Successful validation of peptide designs using quantum chemistry calculations itself represents a significant advance. Moreover, in the aforementioned NDM-1 example (that concerning the mitigation of antibiotic resistance among bacteria), all the design and validation work was completed using the force-field approximations.
Adapting to Exascale
Ongoing and future work requires substantial revision of the Rosetta software suite for next-generation optimization, including accelerator-based computing systems such as the ALCF’s Polaris and Aurora supercomputers.
“Rosetta started its life in the late 1990s as a protein modeling package written in FORTRAN, and it’s been subsequently rewritten several times,” Mulligan said. “While it’s written in modern C++, it is beginning to show its age; even the latest version was written more than 10 years ago.
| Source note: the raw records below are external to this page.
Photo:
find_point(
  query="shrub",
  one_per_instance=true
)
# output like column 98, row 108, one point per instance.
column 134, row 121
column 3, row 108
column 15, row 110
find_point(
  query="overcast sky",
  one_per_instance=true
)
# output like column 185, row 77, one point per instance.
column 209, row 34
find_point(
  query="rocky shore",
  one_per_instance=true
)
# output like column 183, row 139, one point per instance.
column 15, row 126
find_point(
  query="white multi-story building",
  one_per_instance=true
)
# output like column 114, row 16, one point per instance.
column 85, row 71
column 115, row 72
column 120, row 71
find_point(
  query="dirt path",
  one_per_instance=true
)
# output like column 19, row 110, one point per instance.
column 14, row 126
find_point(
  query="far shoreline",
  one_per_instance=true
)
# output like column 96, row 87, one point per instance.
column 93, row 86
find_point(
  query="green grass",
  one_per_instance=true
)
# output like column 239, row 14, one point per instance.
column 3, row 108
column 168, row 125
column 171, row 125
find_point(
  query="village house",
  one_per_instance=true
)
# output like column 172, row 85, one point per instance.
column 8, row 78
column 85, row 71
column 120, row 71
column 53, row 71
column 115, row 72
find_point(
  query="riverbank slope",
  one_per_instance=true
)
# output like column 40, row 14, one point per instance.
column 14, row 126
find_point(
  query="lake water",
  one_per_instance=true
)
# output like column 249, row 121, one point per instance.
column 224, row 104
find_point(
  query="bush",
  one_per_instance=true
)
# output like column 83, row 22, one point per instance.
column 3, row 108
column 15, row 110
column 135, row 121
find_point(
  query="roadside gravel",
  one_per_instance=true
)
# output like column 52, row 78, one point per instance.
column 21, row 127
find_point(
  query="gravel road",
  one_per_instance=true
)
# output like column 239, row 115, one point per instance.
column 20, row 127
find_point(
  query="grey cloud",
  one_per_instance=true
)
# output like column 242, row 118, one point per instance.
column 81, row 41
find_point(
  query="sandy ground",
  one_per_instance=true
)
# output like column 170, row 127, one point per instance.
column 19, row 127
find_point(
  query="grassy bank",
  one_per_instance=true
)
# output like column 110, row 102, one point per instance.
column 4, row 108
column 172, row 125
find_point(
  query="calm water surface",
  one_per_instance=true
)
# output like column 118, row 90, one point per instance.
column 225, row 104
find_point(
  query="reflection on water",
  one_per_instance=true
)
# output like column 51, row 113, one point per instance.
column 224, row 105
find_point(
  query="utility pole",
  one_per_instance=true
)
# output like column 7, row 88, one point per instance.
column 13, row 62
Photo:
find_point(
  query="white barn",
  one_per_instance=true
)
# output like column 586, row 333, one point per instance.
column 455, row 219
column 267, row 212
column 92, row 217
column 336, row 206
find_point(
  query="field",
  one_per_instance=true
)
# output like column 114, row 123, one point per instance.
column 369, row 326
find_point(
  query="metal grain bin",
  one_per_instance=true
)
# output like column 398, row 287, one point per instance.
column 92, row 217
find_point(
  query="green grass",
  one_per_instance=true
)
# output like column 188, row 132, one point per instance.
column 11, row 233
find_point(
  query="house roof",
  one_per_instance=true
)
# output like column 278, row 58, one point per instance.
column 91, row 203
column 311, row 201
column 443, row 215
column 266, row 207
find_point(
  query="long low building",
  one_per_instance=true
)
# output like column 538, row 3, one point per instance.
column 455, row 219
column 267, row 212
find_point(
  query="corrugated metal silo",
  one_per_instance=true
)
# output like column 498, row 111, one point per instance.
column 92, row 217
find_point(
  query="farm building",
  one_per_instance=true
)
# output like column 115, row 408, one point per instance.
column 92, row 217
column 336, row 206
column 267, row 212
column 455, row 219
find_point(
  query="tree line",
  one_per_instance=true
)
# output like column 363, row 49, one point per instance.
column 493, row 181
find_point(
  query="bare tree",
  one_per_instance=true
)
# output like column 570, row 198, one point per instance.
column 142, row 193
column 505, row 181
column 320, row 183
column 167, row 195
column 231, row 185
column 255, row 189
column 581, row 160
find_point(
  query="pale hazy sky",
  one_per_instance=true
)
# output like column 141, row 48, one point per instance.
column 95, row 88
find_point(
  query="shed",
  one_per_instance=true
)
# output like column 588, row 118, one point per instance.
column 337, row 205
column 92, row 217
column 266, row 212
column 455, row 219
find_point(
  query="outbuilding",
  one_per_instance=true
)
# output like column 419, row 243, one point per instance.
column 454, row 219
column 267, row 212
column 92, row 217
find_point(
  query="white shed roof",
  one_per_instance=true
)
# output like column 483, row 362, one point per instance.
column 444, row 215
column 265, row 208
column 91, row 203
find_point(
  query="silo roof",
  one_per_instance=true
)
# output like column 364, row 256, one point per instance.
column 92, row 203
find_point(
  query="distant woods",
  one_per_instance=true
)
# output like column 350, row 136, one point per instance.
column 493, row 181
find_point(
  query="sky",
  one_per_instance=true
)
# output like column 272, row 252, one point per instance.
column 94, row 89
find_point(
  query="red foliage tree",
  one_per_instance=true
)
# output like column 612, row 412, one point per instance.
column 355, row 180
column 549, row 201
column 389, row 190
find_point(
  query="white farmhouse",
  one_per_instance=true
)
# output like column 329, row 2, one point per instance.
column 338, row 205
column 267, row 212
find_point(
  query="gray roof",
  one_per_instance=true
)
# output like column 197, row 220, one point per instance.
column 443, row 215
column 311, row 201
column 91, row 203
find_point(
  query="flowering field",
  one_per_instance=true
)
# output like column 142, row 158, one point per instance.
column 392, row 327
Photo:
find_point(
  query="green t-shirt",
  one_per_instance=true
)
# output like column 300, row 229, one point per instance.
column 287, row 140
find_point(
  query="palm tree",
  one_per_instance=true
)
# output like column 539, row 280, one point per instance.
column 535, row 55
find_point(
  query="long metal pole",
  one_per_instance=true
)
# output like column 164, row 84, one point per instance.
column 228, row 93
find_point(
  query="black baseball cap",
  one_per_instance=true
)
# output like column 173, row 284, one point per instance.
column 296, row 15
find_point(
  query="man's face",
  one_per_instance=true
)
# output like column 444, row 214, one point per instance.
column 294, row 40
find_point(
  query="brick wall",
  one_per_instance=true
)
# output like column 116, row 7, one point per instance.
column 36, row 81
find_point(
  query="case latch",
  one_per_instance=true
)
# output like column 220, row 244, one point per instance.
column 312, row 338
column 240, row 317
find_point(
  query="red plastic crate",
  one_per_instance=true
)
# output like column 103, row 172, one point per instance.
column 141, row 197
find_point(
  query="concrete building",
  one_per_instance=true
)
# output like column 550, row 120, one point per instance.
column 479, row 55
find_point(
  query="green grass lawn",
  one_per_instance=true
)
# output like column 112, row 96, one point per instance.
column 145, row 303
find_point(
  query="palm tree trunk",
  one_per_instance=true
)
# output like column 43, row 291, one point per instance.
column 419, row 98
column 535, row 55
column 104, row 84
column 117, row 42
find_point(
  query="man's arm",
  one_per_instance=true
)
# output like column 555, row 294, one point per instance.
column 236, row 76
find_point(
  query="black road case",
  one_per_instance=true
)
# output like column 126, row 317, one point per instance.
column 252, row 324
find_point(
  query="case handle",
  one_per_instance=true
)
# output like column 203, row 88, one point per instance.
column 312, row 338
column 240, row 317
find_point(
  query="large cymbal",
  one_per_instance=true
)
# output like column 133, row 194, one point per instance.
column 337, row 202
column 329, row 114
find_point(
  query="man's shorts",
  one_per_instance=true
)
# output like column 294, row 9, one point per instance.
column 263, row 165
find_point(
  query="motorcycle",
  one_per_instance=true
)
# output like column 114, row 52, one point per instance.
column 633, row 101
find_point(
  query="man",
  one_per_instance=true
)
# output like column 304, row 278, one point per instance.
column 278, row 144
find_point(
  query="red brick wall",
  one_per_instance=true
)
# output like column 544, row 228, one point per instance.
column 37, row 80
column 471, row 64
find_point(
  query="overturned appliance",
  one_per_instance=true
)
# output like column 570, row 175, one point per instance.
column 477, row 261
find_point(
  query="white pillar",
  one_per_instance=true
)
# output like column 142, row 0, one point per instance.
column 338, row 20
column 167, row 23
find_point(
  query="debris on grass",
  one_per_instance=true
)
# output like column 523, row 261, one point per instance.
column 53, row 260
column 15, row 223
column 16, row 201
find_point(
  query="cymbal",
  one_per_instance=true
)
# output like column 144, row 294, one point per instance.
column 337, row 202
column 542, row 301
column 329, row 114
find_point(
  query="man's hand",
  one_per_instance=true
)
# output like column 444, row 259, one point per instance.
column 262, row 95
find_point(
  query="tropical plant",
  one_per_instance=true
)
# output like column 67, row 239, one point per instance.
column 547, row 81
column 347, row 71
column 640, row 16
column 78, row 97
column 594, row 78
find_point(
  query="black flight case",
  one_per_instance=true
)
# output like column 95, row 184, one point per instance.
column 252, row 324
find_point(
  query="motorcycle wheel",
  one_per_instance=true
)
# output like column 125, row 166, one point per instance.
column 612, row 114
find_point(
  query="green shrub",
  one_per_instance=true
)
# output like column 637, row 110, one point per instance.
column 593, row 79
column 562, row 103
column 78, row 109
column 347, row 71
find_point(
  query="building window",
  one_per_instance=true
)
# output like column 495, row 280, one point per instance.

We’ve continually refactored the code to try to make it more general, try to make it work for nonnatural amino acids, but taking advantage of modern hardware has posed challenges.” While the software parallelizes on central processing units (CPUs) and scales well, graphics processing units (GPUs) are not supported to their full capability.
“Because Polaris is a hybrid CPU-GPU system, as the exascale Aurora system will be, I and others are working on rewriting Rosetta’s core functionality from scratch. By creating a successor to the current software, it’s my hope that we can continue to use these software methods efficiently on new hardware for years to come, and that we can build atop them to permit more challenging molecular design tasks to be tackled.”